As a poet, musician, sound-artist, and scholar, my work interrogates how cultural sites of injury transfer and mistranslate across different aesthetic mediums, embedding themselves in the architectures of national memory and sonic hauntings of the West. In this workshop, we will engage in a transhistorical, transmedia study of Saidiya Hartman’s Crow Jane—a fugitive figure who moves between the blues, and Black poetics (which is also still the blues), further explore Crow Jane through Amiri Baraka’s poem of the same title, and listen to the blues standard Crow Jane as recorded by Joe Williams. Through this tenuous movement across textual, sonic, and historical frequencies, we will ask: What does it mean to revise? To look again, again, again—hurt as (re)vision? What kinds of relationships emerge between revision, nationalism, performance, and Black feminist poetics? How does revision mark, distort, or refuse? This workshop takes up revision not just as a textual process but as a site of performance, (mis)translation, and contested meaning. How might our engagements move us towards what Denise Ferreira da Silva articulates as a Black Feminist Poethics?
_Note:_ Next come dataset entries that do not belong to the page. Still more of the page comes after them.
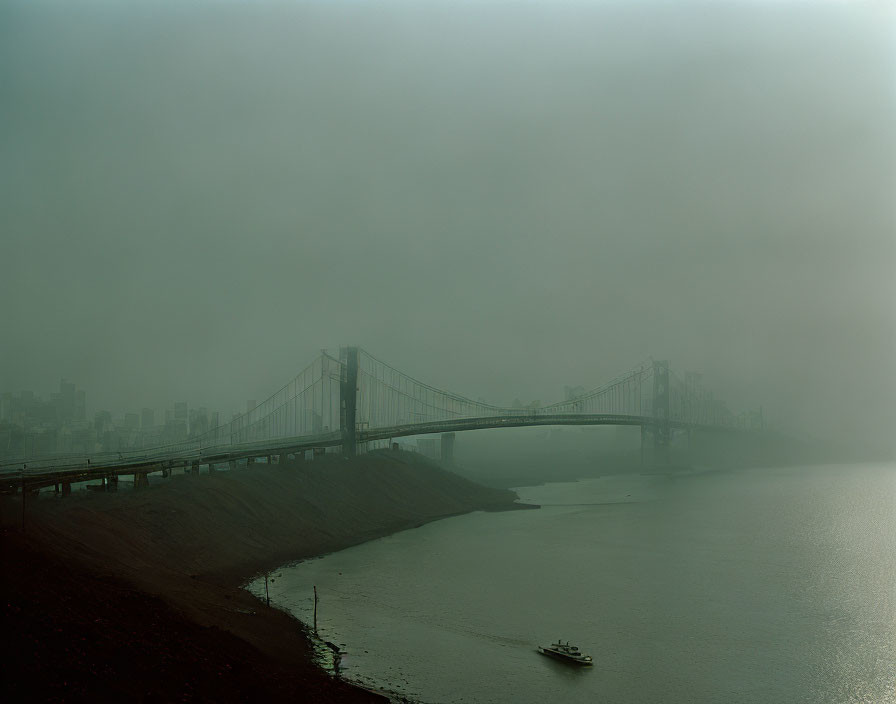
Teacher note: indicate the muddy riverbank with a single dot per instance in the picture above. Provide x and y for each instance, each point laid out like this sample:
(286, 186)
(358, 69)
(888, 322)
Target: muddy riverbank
(138, 595)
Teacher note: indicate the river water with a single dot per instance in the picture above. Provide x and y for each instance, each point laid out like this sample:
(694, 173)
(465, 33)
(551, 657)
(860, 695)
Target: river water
(762, 585)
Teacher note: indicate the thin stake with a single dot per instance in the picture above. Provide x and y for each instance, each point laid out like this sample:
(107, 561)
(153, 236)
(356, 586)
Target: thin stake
(24, 467)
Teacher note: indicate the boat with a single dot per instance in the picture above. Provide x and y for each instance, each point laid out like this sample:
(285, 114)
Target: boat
(566, 652)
Together, we will write/create in response/(with) select text, attempting to develop our own counter-insurgent grammars—poetic, micro, and theoretical formulations that emerge from refusal, revision, and aesthetic disobedience. Participants will leave with new writing generated from prompts that push our own respective artistic practices.This virtual workshop is open to writers, musicians, artists, and anyone invested in the intersections of Black poetics, performance, and the (re)construction of refusal in art that can also question the conditions of its emergence.